The author, Christopher Booker, lists three big ways the hysteria over global warming has changed this year:

  1. global temperatures have been dropping instead of rising
  2. there is no scientific consensus in favor of global warming
  3. the global economy can’t support politicians’ schemes to combat global warming

I think it’s interesting to note that the global warming apologists are trying harder and harder to get people to buy into the idea, and that anyone who even questions the “consensus” is ridiculed or even blackballed.  If your argument is sound and backed by solid science, shouldn’t it be able to stand on its own without propping it up and defending it at every turn?

Another thing I noticed within the last year or two is that they rarely call it “global warming” anymore — it’s “climate change.”  Aside from avoiding the embarrassing headlines like “Global warming conference canceled due to blizzard,” it puts the global warming crowd in the enviable, however artificial, position of being able to always be right.  Record-breaking snowfall and cold snaps can be as easily attributed to climate change as summer heat waves, in the alternate world these guys live in.
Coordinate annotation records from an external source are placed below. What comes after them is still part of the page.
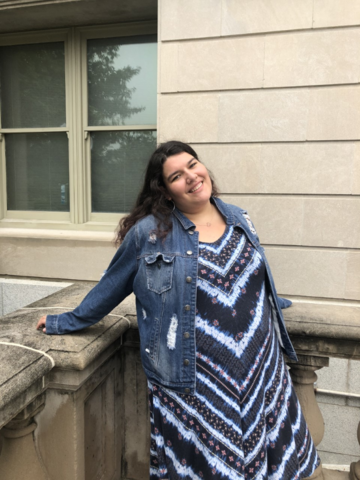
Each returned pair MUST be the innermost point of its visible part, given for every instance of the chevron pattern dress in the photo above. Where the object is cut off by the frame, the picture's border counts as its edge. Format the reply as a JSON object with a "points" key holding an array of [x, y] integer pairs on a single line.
{"points": [[244, 421]]}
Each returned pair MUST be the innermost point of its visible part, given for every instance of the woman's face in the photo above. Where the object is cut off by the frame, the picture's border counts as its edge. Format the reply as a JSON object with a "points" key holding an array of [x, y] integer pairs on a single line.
{"points": [[187, 182]]}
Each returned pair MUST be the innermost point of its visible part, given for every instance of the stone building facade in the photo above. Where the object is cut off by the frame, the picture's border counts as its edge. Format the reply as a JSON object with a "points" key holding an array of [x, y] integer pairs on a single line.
{"points": [[267, 92]]}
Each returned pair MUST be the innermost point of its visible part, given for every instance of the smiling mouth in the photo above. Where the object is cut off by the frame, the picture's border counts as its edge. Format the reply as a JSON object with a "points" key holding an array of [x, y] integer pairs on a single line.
{"points": [[197, 187]]}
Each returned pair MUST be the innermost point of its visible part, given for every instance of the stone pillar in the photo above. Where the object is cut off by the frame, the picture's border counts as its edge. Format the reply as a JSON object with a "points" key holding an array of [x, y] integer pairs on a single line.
{"points": [[19, 458], [303, 376], [355, 466]]}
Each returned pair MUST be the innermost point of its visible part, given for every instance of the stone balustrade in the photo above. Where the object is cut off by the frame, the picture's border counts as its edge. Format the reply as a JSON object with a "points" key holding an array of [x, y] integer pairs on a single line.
{"points": [[75, 406]]}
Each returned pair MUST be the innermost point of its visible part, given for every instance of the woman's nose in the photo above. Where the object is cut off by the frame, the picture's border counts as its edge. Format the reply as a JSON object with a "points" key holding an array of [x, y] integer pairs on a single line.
{"points": [[191, 177]]}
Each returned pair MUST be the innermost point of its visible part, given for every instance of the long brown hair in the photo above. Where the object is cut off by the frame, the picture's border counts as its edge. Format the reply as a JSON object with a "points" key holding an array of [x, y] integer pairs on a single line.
{"points": [[151, 199]]}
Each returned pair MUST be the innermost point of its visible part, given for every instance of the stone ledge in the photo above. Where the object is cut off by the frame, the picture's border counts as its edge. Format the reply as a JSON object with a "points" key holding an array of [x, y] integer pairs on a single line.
{"points": [[25, 373], [324, 330]]}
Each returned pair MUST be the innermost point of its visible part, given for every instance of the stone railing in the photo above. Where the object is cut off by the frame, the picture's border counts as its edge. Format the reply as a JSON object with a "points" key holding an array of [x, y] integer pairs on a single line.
{"points": [[75, 406]]}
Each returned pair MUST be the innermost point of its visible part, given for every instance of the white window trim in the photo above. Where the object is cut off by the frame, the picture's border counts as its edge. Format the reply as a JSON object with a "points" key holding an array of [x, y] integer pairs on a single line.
{"points": [[80, 216]]}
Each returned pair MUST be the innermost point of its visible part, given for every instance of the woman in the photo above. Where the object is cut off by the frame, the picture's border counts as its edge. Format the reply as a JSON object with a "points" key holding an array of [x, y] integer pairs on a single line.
{"points": [[221, 401]]}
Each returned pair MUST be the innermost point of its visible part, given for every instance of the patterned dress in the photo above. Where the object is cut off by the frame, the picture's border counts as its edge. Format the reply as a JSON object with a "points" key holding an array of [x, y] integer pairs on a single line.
{"points": [[244, 420]]}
The truth of the matter is, though, that 2008 has been one of the coldest years in recent history.  I’ve only lived in the Omaha area for 5 years now, but the past summer seemed particularly cool and short, while this winter has already had a brutally cold spell the like of which I don’t recall this early in the winter.  Last week we had a morning that the wind chill was -28F, and several mornings that started below 0F to reach highs only in the single digits.  Personally, I think we could use some global warming right about now.